Brian Gerkey on the success of Open Robotics and ROS - Channel969
Welcome to Episode 84 of The Robotic Report Podcast, which brings conversations with robotics innovators straight to you. Be a part of us every week for discussions with main roboticists, modern robotics corporations, and different key members of the robotics neighborhood. Our visitor this week is Brian Gerkey, CEO and co-founder of Open Robotics and certainly one of creators of ROS. Brian tells us concerning the improvement and evolution of the Robotic Working System (ROS) and why open supply software program has performed such a pivotal function within the development of the robotics trade and within the acceleration of robotics analysis in college and company robotic labs around the globe. Now it's time to organize for RoboBusiness and the Discipline Robotics Engineering Discussion board, which run October 19-20, 2022 in Santa Clara, Calif If you want to be a visitor on an upcoming episode of the podcast, or you probably have suggestions for future friends or phase concepts, contact Steve Crowe or Mike Oitzman.

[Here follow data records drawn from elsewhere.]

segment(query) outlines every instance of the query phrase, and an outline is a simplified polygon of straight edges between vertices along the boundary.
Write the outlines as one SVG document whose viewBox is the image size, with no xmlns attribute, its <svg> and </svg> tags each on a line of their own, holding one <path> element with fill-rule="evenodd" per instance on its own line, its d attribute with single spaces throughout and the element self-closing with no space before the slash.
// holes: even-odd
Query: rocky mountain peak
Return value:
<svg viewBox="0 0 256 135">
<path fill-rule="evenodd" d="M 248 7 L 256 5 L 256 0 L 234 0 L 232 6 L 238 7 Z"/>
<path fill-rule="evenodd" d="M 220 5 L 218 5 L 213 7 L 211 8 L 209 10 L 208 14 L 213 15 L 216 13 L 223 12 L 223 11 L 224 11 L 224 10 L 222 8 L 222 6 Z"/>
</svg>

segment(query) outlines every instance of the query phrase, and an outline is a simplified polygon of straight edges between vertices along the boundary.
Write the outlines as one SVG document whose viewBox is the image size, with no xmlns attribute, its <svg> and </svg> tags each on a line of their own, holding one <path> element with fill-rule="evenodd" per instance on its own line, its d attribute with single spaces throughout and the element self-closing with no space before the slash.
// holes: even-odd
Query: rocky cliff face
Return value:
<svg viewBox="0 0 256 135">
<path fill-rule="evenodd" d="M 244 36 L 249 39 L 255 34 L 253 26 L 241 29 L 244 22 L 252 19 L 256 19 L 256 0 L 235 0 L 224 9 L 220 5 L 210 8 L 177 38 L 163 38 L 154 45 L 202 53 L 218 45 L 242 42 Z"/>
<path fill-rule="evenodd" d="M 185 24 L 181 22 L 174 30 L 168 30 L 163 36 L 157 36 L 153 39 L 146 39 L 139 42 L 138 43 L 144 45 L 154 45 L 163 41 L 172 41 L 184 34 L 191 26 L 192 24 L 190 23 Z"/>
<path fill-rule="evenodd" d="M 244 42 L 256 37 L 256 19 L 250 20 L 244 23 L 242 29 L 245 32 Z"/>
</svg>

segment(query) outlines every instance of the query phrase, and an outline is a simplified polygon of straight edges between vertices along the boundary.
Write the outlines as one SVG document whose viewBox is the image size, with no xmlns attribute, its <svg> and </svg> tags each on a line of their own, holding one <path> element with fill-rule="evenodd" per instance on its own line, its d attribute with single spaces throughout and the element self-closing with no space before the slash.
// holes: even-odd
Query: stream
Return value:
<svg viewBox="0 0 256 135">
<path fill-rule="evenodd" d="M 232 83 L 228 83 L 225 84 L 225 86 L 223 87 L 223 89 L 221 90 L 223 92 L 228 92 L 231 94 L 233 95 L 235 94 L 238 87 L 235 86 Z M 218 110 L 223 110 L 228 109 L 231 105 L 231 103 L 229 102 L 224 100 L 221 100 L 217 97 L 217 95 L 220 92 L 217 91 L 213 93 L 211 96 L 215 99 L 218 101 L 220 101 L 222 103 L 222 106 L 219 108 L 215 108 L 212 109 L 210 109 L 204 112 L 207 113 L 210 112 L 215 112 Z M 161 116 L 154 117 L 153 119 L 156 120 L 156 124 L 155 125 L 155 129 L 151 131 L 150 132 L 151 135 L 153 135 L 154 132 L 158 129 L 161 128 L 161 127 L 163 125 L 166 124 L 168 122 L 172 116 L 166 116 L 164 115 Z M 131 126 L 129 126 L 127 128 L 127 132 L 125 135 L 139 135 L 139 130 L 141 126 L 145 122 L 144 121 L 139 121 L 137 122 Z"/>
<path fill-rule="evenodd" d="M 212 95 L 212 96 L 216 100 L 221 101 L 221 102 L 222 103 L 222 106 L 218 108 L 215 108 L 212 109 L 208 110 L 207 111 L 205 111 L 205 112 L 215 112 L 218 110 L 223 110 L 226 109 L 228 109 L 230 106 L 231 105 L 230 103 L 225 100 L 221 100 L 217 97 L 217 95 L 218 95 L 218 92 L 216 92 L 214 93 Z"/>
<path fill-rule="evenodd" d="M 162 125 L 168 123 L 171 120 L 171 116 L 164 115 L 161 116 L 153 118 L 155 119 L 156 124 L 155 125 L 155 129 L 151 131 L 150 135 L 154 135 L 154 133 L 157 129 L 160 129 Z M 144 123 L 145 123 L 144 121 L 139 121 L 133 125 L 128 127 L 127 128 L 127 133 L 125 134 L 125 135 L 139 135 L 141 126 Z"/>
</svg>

EBay Uses Machine Learning to Refine Promoted Listings
Online marketplace eBay incorporated additional buying signals such as "Add to Watchlist," "Make Offer," and "Add to Cart" into its machine learning model to improve the relevance of recommended ad listings, based on the initial items searched for. Chen Xue goes into great detail in this recent article. EBay's Promoted Listings Standard (PLS) is a paid option for sellers. With one option, PLSIM, eBay's recommendation engines suggest sponsored items similar to something a potential buyer just clicked on. The PLSIM is paid on a CPA model (the seller pays eBay only when a sale is made) so that can be very motivating in terms of creating the most effective model to promote the best listings.

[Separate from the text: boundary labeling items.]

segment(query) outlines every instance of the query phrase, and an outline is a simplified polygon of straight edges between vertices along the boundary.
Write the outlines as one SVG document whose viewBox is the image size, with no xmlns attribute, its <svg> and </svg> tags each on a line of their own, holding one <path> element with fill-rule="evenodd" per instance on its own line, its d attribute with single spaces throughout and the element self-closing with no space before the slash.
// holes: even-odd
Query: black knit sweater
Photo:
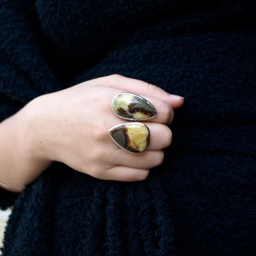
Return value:
<svg viewBox="0 0 256 256">
<path fill-rule="evenodd" d="M 4 256 L 255 255 L 256 13 L 248 0 L 0 0 L 0 121 L 117 73 L 185 98 L 146 180 L 56 163 L 17 197 Z M 0 163 L 1 164 L 1 163 Z"/>
</svg>

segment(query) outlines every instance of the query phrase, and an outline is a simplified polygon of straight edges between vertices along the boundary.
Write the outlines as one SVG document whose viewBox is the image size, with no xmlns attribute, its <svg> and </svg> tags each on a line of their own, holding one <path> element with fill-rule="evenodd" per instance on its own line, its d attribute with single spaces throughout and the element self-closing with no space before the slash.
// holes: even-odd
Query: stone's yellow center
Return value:
<svg viewBox="0 0 256 256">
<path fill-rule="evenodd" d="M 131 147 L 140 152 L 145 150 L 148 144 L 148 130 L 147 127 L 143 125 L 127 128 L 127 133 Z"/>
<path fill-rule="evenodd" d="M 149 143 L 149 131 L 146 126 L 140 123 L 121 124 L 111 129 L 109 133 L 117 144 L 131 152 L 142 153 Z"/>
<path fill-rule="evenodd" d="M 156 109 L 146 100 L 124 92 L 114 99 L 112 108 L 117 115 L 130 120 L 147 119 L 156 114 Z"/>
</svg>

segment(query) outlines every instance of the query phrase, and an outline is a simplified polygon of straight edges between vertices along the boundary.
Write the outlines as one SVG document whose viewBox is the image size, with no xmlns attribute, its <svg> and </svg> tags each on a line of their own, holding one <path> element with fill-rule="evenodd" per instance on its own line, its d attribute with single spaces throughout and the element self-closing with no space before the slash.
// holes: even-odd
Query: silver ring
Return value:
<svg viewBox="0 0 256 256">
<path fill-rule="evenodd" d="M 140 96 L 130 92 L 121 92 L 112 100 L 112 109 L 118 116 L 132 121 L 152 118 L 157 115 L 154 106 Z"/>
<path fill-rule="evenodd" d="M 149 129 L 140 123 L 118 124 L 110 129 L 109 132 L 110 137 L 117 145 L 132 153 L 142 153 L 149 145 Z"/>
</svg>

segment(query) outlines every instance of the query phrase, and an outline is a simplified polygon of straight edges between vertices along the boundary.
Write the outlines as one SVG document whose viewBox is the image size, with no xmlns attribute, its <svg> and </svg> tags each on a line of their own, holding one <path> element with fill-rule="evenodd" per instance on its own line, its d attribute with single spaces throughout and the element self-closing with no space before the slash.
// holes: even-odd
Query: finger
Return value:
<svg viewBox="0 0 256 256">
<path fill-rule="evenodd" d="M 183 97 L 170 94 L 156 85 L 119 75 L 100 77 L 91 80 L 90 82 L 95 85 L 116 88 L 124 92 L 157 98 L 166 101 L 173 108 L 180 108 L 184 102 Z"/>
<path fill-rule="evenodd" d="M 150 169 L 160 165 L 164 160 L 162 150 L 147 150 L 141 154 L 134 154 L 119 148 L 120 150 L 116 148 L 111 156 L 112 161 L 116 164 L 133 168 Z"/>
<path fill-rule="evenodd" d="M 158 150 L 169 147 L 172 134 L 168 126 L 155 123 L 143 123 L 150 131 L 150 141 L 148 150 Z"/>
<path fill-rule="evenodd" d="M 116 165 L 108 170 L 102 179 L 121 181 L 138 181 L 147 179 L 149 173 L 148 169 Z"/>
</svg>

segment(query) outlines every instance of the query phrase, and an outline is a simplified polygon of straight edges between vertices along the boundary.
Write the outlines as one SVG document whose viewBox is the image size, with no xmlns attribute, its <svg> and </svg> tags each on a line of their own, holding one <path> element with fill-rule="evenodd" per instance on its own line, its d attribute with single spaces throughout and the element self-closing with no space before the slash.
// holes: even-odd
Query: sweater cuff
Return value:
<svg viewBox="0 0 256 256">
<path fill-rule="evenodd" d="M 0 209 L 5 210 L 14 204 L 19 193 L 11 192 L 0 188 Z"/>
</svg>

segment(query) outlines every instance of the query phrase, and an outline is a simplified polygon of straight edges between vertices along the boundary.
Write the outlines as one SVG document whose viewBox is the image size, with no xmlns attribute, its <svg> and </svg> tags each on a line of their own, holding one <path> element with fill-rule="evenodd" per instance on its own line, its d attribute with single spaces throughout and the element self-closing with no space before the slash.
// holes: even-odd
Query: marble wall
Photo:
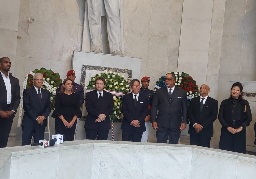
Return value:
<svg viewBox="0 0 256 179">
<path fill-rule="evenodd" d="M 177 70 L 183 0 L 123 0 L 124 53 L 141 58 L 140 77 Z"/>
</svg>

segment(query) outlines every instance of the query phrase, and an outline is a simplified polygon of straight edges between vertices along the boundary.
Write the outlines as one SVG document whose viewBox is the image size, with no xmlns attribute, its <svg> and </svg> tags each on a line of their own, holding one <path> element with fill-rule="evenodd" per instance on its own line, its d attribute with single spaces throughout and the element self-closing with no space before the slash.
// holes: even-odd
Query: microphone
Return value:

Sinequa adds a neural search function to boost its enterprise platform
Sinequa said its neural search function can answer natural language questions, thanks to four deep learning models it developed with Microsoft Azure and Nvidia teams. Enterprise search company Sinequa is adding a neural search option to its platform with the aim of giving improved accuracy and relevance to customers. Sinequa said the new AI function is the first commercially available system to use four deep learning language models. Combined with the platform's natural language processing and semantic search abilities, Sinequa said this will lead to improved question-answering and search relevance. The Sinequa Search Cloud platform is designed to help employees find relevant information and insights from all enterprise sources in any language in the context of their work.

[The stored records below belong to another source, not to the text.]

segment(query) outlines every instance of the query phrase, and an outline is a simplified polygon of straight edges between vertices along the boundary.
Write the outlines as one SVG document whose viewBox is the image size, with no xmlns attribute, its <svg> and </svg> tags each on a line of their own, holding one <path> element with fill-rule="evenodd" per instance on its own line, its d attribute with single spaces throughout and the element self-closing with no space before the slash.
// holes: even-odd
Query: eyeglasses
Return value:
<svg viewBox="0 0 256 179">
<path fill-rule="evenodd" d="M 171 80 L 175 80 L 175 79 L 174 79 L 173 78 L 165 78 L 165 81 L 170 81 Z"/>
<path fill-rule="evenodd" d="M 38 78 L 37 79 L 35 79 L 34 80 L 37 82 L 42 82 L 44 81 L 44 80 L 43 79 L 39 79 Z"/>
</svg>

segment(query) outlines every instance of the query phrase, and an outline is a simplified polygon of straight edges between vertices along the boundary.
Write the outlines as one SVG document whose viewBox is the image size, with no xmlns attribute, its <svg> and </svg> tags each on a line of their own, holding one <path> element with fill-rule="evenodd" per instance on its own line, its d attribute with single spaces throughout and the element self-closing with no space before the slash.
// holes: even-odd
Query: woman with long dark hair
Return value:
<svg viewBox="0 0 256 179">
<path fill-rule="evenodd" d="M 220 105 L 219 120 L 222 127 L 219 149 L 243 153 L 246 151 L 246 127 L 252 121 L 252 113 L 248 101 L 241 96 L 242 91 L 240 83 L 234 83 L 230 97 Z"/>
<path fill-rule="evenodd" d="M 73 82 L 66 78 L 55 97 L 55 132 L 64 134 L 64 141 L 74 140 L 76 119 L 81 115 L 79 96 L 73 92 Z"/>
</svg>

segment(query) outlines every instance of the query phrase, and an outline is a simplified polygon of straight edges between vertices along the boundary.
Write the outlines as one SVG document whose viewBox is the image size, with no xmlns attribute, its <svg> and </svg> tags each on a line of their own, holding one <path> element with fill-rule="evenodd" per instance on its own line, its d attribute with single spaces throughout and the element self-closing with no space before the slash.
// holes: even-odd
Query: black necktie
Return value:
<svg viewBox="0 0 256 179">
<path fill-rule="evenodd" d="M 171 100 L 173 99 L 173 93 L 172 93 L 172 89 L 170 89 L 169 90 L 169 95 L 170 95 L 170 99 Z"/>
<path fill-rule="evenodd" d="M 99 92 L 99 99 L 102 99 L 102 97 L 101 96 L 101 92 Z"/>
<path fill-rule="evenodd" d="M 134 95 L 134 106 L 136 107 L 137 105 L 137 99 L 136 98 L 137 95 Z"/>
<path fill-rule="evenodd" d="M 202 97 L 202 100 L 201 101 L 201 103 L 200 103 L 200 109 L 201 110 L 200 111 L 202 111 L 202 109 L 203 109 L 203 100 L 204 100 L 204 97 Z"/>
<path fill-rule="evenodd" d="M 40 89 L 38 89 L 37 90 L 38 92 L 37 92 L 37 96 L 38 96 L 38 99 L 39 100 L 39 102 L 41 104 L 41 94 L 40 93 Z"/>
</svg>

AI's progress isn't the same as creating human intelligence in machines
Data-centric AI, on the other hand, began in earnest in the 1970s with the invention of methods for automatically constructing "decision trees" and has exploded in popularity over the last decade with the resounding success of neural networks (now dubbed "deep learning"). Data-centric artificial intelligence has also been called "narrow AI" or "weak AI," but the rapid progress over the last decade or so has demonstrated its power. Deep-learning methods, coupled with massive training data sets plus unprecedented computational power, have delivered success on a broad range of narrow tasks from speech recognition to game playing and more. The artificial-intelligence methods build predictive models that grow increasingly accurate through a compute-intensive iterative process. In previous years, the need for human-labeled data to train the AI models has been a major bottleneck in achieving success.